Grief coping can encompass anything that helps a person process their experiences, gives the person a boost of positive emotion, or provides them with the opportunity for self-care. Coping can include things like music, art, spending time with pets, writing, reading, exercise, ritual etc and oftentimes these are things that people were already using in their day-to-day life before the loss.
Have you ever taken a test that had questions with a lot of misleading information designed to throw you off and make you fail? If so, then you’ve fallen victim to irrelevant information. People tend to get distracted by irrelevant information when trying to solve a problem. Try this example out:
In the Thompson family there are five brothers, and each brother has one sister. If you count Mrs. Thompson, how many females are there in the Thompson family?
The puzzle master who wrote this question threw in irrelevant information that seems relevant. Do you know which information is irrelevant? If so, then you probably know the answer to the question.
The correct answer is two females – the sister and Mrs. Thompson. The fact that there are five brothers is irrelevant, but people tend to think that it must figure into the problem or else why would it be included (to make your head hurt, obviously). Effective problem solving requires that you figure out what information is relevant, and what information is irrelevant, before proceeding.

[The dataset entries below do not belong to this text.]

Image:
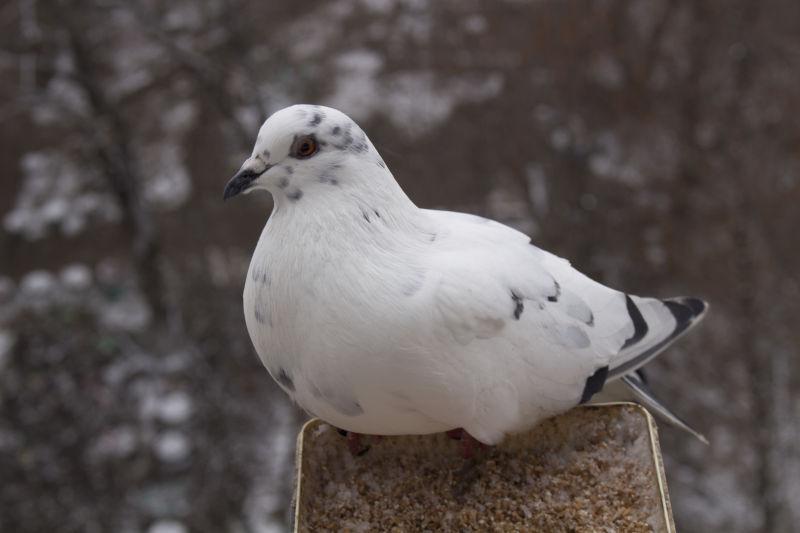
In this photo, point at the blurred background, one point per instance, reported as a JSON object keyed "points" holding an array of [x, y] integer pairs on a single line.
{"points": [[655, 143]]}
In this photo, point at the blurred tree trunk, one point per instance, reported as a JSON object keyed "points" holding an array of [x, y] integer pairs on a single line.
{"points": [[108, 129]]}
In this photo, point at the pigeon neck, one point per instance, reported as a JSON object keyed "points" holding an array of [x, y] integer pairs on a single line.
{"points": [[355, 205]]}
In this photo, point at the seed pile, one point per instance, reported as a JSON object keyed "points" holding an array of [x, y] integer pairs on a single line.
{"points": [[588, 470]]}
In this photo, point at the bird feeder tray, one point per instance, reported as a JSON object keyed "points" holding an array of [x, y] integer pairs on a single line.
{"points": [[595, 468]]}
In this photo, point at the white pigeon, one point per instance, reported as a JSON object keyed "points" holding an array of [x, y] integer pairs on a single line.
{"points": [[383, 318]]}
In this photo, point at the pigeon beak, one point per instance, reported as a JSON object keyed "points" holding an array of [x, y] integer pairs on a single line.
{"points": [[244, 178]]}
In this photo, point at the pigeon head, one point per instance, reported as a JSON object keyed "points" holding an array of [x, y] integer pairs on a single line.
{"points": [[304, 148]]}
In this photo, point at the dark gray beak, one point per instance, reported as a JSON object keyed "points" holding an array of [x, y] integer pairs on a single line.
{"points": [[241, 182]]}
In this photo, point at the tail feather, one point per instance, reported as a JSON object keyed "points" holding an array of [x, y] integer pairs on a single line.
{"points": [[656, 325], [644, 395]]}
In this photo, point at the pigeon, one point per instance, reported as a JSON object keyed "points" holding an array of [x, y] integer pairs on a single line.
{"points": [[382, 318]]}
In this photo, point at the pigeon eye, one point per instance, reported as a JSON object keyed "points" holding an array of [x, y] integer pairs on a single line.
{"points": [[304, 147]]}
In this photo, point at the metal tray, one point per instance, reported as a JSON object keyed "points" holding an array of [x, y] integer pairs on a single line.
{"points": [[322, 457]]}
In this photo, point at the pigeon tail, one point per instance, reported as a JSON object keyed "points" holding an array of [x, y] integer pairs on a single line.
{"points": [[643, 394], [656, 325]]}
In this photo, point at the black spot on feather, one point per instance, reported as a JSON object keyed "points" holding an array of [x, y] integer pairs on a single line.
{"points": [[594, 384], [639, 325], [285, 379]]}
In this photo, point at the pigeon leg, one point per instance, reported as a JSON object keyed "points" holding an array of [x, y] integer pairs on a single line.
{"points": [[455, 434], [469, 444], [354, 444]]}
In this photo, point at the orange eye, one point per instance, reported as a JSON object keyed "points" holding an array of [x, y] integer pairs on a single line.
{"points": [[305, 147]]}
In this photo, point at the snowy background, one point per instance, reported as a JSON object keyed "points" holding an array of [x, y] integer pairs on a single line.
{"points": [[655, 143]]}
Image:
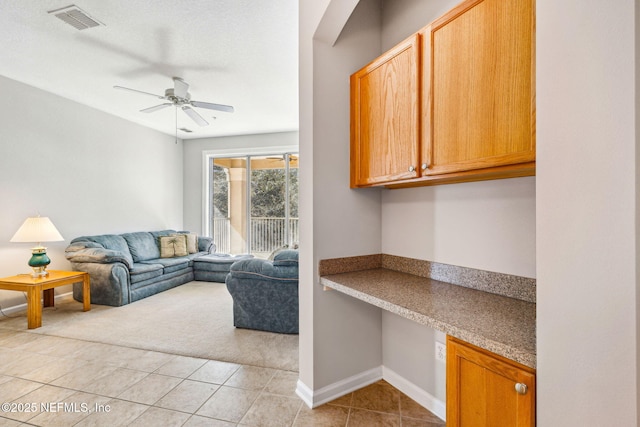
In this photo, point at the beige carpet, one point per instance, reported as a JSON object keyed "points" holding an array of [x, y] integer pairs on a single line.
{"points": [[194, 319]]}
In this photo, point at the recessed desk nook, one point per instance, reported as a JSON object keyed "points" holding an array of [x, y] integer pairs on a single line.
{"points": [[489, 319]]}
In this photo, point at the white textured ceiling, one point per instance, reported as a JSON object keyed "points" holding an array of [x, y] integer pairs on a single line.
{"points": [[242, 53]]}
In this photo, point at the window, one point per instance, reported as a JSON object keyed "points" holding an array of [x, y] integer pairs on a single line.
{"points": [[253, 203]]}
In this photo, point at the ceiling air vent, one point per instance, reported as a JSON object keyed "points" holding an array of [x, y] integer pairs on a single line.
{"points": [[76, 17]]}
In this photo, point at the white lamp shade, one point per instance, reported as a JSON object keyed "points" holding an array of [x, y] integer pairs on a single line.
{"points": [[37, 229]]}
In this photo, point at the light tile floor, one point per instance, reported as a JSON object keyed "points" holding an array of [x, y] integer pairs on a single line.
{"points": [[51, 381]]}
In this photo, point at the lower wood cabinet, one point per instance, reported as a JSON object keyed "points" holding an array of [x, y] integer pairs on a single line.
{"points": [[484, 389]]}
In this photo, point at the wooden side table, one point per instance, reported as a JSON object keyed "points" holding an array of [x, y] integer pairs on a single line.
{"points": [[34, 287]]}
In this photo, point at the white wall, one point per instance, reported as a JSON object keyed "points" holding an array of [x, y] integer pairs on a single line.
{"points": [[340, 336], [194, 179], [90, 172], [587, 212]]}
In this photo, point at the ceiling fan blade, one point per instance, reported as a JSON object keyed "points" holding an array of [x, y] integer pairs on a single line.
{"points": [[156, 108], [139, 91], [194, 115], [180, 87], [210, 106]]}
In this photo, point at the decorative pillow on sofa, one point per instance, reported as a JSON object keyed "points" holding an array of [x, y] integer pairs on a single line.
{"points": [[171, 246], [192, 241], [277, 251]]}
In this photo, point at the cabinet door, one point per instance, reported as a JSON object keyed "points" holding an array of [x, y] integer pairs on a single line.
{"points": [[480, 108], [385, 117], [481, 389]]}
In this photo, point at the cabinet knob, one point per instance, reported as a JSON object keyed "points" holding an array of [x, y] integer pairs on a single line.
{"points": [[521, 388]]}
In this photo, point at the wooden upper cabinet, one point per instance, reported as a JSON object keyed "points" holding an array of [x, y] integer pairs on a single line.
{"points": [[385, 117], [455, 102], [480, 107], [487, 390]]}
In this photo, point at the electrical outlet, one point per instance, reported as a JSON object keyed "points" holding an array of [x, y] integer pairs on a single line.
{"points": [[441, 352]]}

If you’ve ever experienced grief, you know that distraction and confusion are common experiences. It’s often difficult to know where to put your limited focus. It’s easier said than done, but to the extent that a person can, people who are grieving should try and focus on what’s important and block out everything that isn’t.
If you are coping with grief, make sure you prioritize yourself, your immediate loved ones, and your grief. Take the pressures and judgments of others in stride when you can and remain focused on forging a continued bond with your loved one (if you like) and take small steps towards a life of balance and well-being.